The media establishment is “the greatest power within the Western countries, exceeding that of the legislature, the executive, and the judiciary.” Yet its power is deeply undemocratic and unrepresentative: “According to what law has it been elected and to whom is it responsible?”
The “Western system in its present state of spiritual exhaustion” was not an attractive alternative to communism. Indeed, at root, both systems sprang from the anti-Christian philosophies of the Enlightenment, what Solzhenitsyn called “rationalistic humanism or humanistic autonomy,” which had “proclaimed and practiced [the] autonomy of man from any higher force above him.” The dominance of secular humanism in both cultures meant that the East and the West had more in common than either side realized—a shared materialism, a de facto atheism...
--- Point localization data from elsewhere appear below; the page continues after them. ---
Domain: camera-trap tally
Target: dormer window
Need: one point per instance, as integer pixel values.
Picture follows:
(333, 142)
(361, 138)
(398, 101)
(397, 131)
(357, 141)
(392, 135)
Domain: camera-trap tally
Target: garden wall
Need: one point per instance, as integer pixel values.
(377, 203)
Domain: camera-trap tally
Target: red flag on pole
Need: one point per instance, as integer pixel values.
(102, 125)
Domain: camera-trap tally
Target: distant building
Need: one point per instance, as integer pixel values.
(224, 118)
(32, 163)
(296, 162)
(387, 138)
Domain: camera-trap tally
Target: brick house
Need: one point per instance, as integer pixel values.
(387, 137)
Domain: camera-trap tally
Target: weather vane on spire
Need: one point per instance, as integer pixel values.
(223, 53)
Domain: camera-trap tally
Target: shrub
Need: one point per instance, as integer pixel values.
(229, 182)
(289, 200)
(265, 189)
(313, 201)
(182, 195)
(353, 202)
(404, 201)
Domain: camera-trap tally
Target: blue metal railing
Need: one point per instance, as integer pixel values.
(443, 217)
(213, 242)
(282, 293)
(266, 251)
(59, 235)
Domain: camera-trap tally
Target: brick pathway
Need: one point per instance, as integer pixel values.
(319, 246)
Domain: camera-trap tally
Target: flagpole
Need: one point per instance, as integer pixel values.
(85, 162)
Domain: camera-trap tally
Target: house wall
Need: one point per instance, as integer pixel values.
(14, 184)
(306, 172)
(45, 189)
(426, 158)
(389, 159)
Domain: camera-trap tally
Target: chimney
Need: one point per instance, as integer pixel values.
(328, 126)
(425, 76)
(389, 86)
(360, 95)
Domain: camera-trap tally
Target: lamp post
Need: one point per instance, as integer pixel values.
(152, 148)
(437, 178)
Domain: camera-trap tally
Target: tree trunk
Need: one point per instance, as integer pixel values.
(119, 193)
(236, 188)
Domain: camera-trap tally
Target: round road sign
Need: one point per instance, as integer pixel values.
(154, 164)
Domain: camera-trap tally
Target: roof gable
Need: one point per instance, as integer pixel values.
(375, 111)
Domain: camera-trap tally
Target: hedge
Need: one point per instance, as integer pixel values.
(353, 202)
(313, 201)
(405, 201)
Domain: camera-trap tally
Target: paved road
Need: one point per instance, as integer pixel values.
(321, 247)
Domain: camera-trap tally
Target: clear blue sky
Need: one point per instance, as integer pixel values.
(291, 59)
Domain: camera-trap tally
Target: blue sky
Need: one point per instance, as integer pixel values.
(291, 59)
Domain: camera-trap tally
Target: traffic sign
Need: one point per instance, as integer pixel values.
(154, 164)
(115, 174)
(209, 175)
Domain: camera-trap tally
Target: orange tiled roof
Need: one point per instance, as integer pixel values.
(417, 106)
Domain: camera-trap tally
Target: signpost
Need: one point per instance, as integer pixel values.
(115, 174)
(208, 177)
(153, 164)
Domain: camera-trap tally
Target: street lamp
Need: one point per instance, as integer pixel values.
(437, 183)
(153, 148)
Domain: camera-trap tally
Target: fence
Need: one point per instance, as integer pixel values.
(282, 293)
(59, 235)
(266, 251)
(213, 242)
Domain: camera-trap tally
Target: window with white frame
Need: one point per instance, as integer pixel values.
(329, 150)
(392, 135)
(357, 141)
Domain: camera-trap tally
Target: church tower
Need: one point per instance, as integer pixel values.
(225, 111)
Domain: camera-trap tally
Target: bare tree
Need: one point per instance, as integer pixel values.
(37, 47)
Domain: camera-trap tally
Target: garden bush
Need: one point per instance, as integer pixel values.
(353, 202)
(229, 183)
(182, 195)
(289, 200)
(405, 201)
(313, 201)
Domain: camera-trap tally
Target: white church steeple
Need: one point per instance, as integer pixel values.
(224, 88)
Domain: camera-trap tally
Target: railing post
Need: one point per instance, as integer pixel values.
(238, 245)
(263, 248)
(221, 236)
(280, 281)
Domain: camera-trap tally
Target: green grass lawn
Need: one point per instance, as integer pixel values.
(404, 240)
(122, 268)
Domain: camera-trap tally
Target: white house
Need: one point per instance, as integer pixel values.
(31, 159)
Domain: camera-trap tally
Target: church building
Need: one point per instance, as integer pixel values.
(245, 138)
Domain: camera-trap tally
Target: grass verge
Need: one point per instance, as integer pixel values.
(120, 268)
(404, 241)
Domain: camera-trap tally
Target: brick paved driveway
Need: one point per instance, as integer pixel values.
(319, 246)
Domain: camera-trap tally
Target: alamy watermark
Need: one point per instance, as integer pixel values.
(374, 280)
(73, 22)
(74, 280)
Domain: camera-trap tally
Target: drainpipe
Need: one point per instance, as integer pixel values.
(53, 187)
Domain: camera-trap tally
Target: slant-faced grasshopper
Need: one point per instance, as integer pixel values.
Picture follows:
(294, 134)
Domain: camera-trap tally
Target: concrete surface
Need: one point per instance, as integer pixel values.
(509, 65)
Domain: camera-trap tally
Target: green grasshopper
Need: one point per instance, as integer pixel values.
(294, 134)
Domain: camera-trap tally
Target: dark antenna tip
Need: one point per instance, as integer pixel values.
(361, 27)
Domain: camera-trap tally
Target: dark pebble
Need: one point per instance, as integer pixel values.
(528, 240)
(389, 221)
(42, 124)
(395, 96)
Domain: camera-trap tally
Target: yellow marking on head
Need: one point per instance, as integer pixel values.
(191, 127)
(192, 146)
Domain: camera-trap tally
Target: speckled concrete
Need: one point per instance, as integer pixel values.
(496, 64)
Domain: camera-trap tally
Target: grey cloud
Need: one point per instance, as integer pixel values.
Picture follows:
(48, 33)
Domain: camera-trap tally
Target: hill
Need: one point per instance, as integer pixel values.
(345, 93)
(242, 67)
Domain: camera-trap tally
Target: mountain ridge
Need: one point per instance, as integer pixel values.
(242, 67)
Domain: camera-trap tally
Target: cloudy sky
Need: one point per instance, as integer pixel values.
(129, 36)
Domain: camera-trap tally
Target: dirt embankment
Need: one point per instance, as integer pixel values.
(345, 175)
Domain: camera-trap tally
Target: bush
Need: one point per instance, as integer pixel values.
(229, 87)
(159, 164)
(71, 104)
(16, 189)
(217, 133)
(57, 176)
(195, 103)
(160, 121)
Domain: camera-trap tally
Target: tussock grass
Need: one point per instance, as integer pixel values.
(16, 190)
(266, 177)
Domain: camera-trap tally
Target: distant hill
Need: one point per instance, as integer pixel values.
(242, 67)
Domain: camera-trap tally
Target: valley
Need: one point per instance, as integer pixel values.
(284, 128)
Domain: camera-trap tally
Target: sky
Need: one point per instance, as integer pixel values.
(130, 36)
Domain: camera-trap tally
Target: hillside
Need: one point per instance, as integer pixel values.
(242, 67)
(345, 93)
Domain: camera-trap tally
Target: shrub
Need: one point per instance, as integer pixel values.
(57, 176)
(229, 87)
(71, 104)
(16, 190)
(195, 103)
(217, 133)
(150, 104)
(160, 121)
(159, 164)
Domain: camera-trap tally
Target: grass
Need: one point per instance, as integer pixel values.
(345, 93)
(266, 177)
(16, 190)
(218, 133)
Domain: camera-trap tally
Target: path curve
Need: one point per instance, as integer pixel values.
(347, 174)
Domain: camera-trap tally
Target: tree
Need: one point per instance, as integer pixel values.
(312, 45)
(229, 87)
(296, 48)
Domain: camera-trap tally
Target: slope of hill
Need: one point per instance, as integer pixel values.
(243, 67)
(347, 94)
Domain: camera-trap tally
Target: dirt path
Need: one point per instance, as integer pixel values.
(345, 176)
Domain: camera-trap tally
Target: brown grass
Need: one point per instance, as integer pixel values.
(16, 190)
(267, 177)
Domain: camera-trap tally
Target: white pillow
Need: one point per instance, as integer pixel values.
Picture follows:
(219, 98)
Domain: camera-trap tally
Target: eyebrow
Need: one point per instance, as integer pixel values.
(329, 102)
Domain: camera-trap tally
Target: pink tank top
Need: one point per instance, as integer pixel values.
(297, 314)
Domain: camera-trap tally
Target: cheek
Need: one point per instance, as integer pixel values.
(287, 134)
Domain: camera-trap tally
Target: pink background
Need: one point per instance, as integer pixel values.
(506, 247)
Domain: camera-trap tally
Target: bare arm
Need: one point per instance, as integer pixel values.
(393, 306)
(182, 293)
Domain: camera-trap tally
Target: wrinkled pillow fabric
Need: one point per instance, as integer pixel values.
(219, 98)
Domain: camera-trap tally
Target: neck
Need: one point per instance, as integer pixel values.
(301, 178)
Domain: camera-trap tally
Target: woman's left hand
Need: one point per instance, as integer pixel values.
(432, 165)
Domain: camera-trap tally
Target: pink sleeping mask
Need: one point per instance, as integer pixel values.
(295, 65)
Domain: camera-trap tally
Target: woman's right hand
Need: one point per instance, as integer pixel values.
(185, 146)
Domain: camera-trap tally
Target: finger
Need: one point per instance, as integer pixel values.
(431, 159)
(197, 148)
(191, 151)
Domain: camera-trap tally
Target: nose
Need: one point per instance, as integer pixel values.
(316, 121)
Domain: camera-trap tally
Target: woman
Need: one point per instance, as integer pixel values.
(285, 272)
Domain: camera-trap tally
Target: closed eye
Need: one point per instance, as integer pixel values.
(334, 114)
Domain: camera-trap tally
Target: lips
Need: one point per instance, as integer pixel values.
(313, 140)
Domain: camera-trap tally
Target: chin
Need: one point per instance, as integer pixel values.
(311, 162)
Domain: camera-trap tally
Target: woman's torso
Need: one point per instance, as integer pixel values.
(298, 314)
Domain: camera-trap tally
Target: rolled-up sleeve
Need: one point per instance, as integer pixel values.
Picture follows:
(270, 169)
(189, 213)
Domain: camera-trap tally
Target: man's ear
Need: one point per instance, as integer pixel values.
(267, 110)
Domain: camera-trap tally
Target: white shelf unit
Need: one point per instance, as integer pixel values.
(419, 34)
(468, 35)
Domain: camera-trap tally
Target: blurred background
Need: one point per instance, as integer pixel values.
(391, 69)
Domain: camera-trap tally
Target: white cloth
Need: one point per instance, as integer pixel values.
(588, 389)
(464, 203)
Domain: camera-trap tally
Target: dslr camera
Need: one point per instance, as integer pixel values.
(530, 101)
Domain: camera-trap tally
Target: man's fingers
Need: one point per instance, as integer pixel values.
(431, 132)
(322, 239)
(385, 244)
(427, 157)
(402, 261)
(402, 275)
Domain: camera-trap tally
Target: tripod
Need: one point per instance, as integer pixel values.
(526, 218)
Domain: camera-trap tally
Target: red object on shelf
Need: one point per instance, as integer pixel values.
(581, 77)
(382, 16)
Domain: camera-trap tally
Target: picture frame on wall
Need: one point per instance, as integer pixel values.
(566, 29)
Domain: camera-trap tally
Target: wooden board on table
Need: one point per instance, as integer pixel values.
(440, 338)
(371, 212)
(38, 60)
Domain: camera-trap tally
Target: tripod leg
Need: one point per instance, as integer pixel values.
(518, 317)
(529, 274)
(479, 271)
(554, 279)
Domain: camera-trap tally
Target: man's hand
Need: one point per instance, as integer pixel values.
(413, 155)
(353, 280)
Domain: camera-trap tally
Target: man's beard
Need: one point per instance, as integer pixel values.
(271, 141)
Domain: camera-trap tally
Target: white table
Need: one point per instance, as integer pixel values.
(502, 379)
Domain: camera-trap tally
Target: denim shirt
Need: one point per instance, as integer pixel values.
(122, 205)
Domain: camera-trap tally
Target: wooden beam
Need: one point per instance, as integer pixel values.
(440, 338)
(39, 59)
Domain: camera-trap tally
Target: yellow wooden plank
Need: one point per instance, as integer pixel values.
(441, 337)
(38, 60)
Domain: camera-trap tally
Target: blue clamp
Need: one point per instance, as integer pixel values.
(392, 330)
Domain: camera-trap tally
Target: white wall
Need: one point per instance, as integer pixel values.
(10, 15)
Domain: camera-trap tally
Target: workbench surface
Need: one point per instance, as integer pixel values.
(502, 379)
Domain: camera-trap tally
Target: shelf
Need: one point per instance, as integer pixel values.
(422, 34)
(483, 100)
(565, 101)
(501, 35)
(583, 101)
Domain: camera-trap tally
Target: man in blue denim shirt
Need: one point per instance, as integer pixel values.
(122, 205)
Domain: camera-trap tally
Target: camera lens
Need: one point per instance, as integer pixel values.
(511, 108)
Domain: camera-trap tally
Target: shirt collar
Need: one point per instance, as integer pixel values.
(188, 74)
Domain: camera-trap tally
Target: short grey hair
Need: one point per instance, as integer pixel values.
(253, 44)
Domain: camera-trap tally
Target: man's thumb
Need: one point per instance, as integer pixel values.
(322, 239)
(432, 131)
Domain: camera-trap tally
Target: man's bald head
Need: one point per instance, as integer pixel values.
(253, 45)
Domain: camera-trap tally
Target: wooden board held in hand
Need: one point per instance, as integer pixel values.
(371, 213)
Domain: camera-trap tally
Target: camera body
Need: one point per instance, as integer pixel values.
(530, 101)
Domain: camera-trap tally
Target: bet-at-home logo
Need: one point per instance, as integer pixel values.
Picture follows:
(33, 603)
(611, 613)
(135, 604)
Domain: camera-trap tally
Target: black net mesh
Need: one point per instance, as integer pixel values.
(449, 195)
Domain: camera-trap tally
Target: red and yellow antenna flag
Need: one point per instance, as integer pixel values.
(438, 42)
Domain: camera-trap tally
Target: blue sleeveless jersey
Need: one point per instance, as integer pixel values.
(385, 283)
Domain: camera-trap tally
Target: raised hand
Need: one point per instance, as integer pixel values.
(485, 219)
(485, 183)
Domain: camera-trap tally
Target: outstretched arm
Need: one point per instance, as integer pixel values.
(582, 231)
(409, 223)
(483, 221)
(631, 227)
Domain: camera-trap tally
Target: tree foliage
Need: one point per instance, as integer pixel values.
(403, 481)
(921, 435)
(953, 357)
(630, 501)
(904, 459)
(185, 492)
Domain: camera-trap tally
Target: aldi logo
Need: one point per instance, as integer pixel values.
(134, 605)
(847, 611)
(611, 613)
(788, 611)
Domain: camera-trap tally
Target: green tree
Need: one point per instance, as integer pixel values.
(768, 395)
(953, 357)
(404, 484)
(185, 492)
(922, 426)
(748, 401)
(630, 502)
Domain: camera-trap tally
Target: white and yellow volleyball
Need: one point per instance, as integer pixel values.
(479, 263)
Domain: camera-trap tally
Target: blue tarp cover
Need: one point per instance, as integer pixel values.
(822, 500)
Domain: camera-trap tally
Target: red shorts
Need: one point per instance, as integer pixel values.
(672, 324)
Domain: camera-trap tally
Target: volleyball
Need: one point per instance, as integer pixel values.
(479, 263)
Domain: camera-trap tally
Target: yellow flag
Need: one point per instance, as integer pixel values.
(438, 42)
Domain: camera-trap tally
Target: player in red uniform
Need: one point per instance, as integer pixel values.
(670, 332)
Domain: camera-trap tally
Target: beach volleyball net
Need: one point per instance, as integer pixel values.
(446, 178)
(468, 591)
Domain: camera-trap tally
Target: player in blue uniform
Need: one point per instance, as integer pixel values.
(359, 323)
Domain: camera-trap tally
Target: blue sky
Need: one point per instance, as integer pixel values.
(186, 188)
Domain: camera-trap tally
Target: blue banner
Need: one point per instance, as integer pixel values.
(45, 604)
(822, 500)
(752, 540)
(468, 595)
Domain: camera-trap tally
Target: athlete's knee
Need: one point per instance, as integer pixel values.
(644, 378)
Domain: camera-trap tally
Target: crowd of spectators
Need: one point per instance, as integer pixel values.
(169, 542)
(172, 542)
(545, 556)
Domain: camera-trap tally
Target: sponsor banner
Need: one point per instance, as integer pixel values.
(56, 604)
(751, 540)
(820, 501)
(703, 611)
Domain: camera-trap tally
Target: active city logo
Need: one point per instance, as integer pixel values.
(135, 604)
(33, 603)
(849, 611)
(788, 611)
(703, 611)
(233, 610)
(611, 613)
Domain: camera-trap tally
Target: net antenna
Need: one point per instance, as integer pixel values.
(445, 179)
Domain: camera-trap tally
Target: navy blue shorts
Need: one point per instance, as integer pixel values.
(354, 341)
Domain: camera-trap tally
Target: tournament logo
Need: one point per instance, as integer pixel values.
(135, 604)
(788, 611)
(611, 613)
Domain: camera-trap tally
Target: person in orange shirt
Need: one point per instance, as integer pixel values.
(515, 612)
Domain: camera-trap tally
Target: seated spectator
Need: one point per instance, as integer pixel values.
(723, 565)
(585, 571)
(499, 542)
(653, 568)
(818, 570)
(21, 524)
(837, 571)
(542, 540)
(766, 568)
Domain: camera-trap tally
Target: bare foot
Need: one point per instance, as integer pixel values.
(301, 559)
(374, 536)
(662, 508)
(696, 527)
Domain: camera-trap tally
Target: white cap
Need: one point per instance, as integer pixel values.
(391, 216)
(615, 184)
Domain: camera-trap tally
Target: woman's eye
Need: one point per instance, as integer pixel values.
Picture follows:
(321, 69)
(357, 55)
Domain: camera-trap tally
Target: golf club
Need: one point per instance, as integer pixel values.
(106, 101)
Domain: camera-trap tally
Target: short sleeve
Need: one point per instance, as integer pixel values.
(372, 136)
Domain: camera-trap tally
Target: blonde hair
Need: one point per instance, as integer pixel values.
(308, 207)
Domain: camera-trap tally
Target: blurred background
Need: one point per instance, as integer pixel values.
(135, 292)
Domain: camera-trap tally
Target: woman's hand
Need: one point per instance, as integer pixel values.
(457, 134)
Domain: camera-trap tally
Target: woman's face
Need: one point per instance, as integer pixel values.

At the heart of Solzhenitsyn’s vision for a just and sustainable economics and politics was the devolution of power from large central authorities toward local or regional governments, a democracy of small areas, as well as the fostering and proliferation of many small businesses to supplant supersized corporate businesses. Such ideas are in harmony with the concepts of subsidiarity and solidarity at the heart of Catholic social teaching, as well as the vision of the Southern Agrarians.
In an age careening senselessly and ultimately disastrously toward globalist tyranny—whose end can be nothing short of global meltdown—the life and work of Aleksandr Solzhenitsyn shines forth as a light of wisdom in a darkening world. As his heroism made history in the 20th century, may his wisdom continue to guide us in the 21st.